In a recent blog post, RSA FraudAction cybercrime communications specialist Mor Ahuvia warned that a "Trojan attack spree" is planned targeting 30 U.S. banks.
"Based on an analysis of 'underground chatter,' researchers have determined that a Russian-speaking cyber gang is preparing to launch a large-scale attack in which fraudsters will infect victims' computers -- mostly belonging to home users -- with a Trojan similar to Gozi, enabling the swindlers to initiate unauthorized wire transfers on their behalf by hijacking live banking sessions," writes SC Magazine's Dan Kaplan.
"Unlike the original Gozi, the new version is capable not only of communicating with a central command-and-control server but also of duplicating the victim's PC settings," writes PCWorld's Jaikumar Vijayan. "The Trojan essentially supports a virtual machine cloning feature that can duplicate the infected PC's screen resolutions, cookies, time zone, browser type and version and other settings. That [allows] the attacker to access a victim's bank website using a computer that appears to have the infected PC's real IP address and other settings, Ahuvia said."
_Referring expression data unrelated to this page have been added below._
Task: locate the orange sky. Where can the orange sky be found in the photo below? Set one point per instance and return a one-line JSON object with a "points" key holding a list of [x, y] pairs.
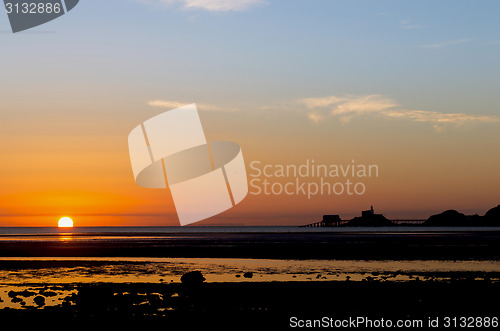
{"points": [[377, 83]]}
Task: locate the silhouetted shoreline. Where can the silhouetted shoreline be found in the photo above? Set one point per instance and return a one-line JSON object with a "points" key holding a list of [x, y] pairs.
{"points": [[449, 218], [379, 245]]}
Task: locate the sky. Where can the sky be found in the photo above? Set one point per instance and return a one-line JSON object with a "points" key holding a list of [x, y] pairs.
{"points": [[408, 86]]}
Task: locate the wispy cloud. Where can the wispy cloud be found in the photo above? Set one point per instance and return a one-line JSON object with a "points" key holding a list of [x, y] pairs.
{"points": [[176, 104], [348, 107], [447, 43], [209, 5]]}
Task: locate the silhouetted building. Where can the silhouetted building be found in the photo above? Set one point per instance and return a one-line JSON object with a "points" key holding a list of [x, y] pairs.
{"points": [[368, 213], [331, 220]]}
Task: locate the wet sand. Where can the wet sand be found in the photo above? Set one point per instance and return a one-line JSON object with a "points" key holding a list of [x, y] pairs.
{"points": [[259, 305], [252, 280]]}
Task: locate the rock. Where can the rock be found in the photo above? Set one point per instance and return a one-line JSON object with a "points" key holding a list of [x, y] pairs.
{"points": [[192, 278], [39, 300]]}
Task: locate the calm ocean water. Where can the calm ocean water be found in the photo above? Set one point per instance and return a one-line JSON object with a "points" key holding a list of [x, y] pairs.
{"points": [[131, 230]]}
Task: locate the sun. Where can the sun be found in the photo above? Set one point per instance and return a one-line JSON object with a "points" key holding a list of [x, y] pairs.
{"points": [[65, 222]]}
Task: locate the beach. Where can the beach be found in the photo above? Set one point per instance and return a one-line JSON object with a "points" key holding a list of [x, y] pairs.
{"points": [[247, 277]]}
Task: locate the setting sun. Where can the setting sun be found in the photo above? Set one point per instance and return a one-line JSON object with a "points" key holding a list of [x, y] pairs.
{"points": [[65, 222]]}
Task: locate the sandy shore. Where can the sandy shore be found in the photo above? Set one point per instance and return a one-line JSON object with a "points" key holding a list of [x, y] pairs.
{"points": [[257, 305]]}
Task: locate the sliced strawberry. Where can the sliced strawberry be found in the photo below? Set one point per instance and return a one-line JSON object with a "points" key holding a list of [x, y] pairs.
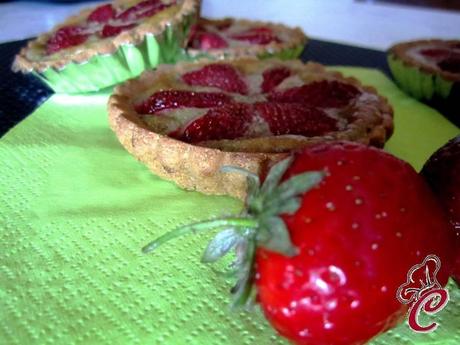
{"points": [[224, 25], [294, 118], [102, 14], [171, 99], [325, 93], [207, 41], [273, 77], [222, 76], [260, 35], [143, 9], [111, 30], [227, 122], [65, 37]]}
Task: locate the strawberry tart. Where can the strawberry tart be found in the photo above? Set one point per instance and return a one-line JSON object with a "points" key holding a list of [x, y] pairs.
{"points": [[108, 44], [429, 70], [235, 38], [188, 120]]}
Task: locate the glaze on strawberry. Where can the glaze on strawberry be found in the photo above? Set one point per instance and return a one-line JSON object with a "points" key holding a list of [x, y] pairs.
{"points": [[219, 35], [105, 21], [235, 112]]}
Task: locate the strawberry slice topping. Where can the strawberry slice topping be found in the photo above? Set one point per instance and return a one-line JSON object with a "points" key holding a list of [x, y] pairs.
{"points": [[207, 41], [222, 76], [111, 30], [227, 122], [436, 53], [102, 14], [171, 99], [273, 77], [65, 37], [260, 35], [325, 93], [143, 9], [292, 118]]}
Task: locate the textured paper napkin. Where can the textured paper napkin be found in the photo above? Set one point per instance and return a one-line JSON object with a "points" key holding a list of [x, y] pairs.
{"points": [[75, 210]]}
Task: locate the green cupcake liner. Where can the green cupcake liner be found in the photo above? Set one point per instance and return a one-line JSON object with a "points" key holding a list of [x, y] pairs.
{"points": [[128, 61], [417, 83]]}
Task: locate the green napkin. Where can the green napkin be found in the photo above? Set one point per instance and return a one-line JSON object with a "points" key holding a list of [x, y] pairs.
{"points": [[75, 210]]}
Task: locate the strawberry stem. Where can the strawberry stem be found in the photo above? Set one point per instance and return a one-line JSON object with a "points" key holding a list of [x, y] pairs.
{"points": [[234, 222]]}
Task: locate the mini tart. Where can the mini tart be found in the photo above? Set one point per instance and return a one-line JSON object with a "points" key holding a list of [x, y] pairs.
{"points": [[107, 51], [231, 38], [429, 70], [185, 124]]}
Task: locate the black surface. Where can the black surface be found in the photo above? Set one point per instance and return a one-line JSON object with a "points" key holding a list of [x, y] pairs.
{"points": [[21, 94]]}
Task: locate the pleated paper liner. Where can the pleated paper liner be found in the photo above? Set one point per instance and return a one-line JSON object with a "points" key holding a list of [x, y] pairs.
{"points": [[128, 61]]}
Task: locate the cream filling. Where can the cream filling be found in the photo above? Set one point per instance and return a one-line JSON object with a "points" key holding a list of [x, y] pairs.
{"points": [[38, 50], [239, 28]]}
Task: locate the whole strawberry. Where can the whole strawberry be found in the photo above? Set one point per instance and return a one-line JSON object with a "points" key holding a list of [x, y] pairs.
{"points": [[442, 171], [326, 241]]}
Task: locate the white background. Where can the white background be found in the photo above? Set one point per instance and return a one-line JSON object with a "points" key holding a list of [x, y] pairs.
{"points": [[361, 23]]}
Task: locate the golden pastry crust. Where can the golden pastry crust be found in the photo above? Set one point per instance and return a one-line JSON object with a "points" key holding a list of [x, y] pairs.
{"points": [[80, 54], [400, 51], [197, 167], [297, 38]]}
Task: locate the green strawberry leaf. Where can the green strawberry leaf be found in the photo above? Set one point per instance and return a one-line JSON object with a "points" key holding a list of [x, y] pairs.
{"points": [[220, 245], [279, 240], [297, 185]]}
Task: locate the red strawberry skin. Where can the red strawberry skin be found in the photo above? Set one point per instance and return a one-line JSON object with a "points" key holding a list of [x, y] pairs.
{"points": [[222, 76], [65, 37], [442, 171], [102, 14], [296, 119], [273, 77], [143, 9], [358, 233], [260, 36], [227, 122], [110, 30], [171, 99], [323, 93]]}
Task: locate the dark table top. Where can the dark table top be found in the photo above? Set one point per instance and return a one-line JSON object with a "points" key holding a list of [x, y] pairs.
{"points": [[21, 94]]}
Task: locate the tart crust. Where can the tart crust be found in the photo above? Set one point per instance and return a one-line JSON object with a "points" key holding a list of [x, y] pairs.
{"points": [[109, 46], [197, 167], [297, 39], [400, 51]]}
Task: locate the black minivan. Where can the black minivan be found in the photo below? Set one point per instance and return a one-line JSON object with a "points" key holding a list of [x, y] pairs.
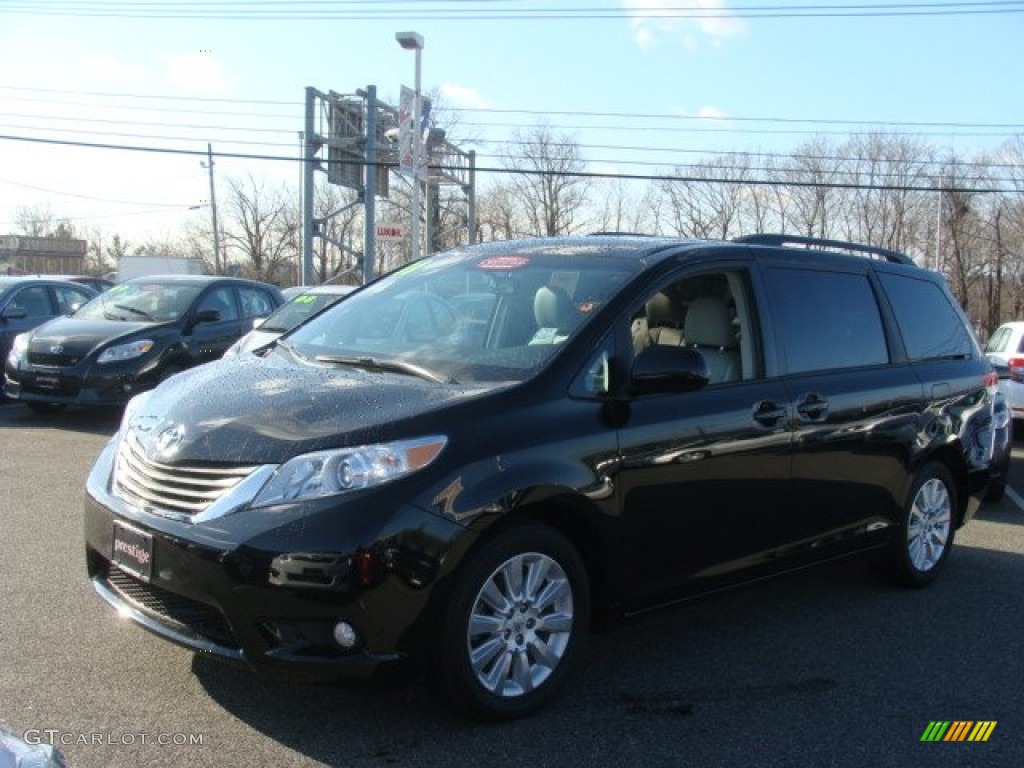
{"points": [[402, 486]]}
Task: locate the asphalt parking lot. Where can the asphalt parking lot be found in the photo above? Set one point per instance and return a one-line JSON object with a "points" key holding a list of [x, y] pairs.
{"points": [[826, 668]]}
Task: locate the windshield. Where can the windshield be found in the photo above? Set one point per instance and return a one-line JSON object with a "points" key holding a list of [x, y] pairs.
{"points": [[299, 309], [465, 317], [147, 302]]}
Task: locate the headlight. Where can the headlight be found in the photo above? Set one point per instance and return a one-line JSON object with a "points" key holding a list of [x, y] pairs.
{"points": [[17, 349], [330, 472], [126, 351], [132, 408]]}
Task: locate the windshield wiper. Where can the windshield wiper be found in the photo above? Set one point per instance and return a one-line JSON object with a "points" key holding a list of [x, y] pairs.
{"points": [[390, 366]]}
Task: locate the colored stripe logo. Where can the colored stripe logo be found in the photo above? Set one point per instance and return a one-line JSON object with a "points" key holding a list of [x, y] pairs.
{"points": [[958, 730]]}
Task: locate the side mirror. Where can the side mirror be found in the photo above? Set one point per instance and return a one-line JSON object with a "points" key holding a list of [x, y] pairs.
{"points": [[669, 369]]}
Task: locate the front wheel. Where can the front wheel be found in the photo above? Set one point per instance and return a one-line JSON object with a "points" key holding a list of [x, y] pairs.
{"points": [[927, 529], [514, 625]]}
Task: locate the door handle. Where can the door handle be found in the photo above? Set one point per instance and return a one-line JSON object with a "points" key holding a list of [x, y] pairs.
{"points": [[768, 414], [813, 407]]}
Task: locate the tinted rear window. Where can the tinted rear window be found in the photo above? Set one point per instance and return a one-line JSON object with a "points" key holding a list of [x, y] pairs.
{"points": [[826, 321], [932, 326]]}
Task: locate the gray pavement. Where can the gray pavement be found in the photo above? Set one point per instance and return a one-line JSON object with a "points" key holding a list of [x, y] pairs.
{"points": [[825, 668]]}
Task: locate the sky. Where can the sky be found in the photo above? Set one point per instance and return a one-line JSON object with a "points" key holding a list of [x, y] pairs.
{"points": [[639, 85]]}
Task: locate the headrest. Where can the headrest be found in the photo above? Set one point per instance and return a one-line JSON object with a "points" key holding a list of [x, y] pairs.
{"points": [[552, 307]]}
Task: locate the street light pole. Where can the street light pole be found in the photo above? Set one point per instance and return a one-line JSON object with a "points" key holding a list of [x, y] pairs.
{"points": [[213, 208], [414, 41]]}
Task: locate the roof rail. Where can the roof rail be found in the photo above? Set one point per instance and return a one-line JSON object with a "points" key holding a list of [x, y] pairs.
{"points": [[783, 240]]}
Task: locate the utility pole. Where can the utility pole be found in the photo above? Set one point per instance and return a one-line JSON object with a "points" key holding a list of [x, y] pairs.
{"points": [[213, 208]]}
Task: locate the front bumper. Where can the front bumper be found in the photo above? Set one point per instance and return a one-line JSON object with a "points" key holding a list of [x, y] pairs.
{"points": [[267, 587], [82, 385]]}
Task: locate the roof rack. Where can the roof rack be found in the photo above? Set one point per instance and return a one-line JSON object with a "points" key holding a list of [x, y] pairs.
{"points": [[783, 240]]}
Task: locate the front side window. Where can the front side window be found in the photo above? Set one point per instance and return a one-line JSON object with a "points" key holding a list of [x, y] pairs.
{"points": [[255, 302], [825, 321], [141, 302], [34, 301], [221, 301], [475, 316], [708, 312], [999, 340]]}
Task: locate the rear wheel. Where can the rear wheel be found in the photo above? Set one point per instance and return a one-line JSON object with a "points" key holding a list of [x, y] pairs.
{"points": [[927, 529], [514, 625], [168, 372]]}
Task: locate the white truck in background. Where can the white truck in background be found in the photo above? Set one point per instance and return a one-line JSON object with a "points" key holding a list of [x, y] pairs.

"Planned for this fall, the blitzkrieg-like series of Trojan attacks is set to be carried out by approximately 100 botmasters," Ahuvia writes. "RSA believes this is the making of the most substantial organized banking-Trojan operation seen to date."
"RSA wasn’t specific about where it got its intelligence, but the report’s finding appear tied to a series of communications posted to exclusive Underweb forums by a Russian hacker who uses the nickname 'vorVzakone,' which translates to 'thief in law,'" writes Krebs on Security's Brian Krebs. "This is an expression in Russia and Eastern Europe that refers to an entire subculture of elite criminal gangs that operate beyond the reach of traditional law enforcement. The term is sometimes also used to refer to a single criminal kingpin."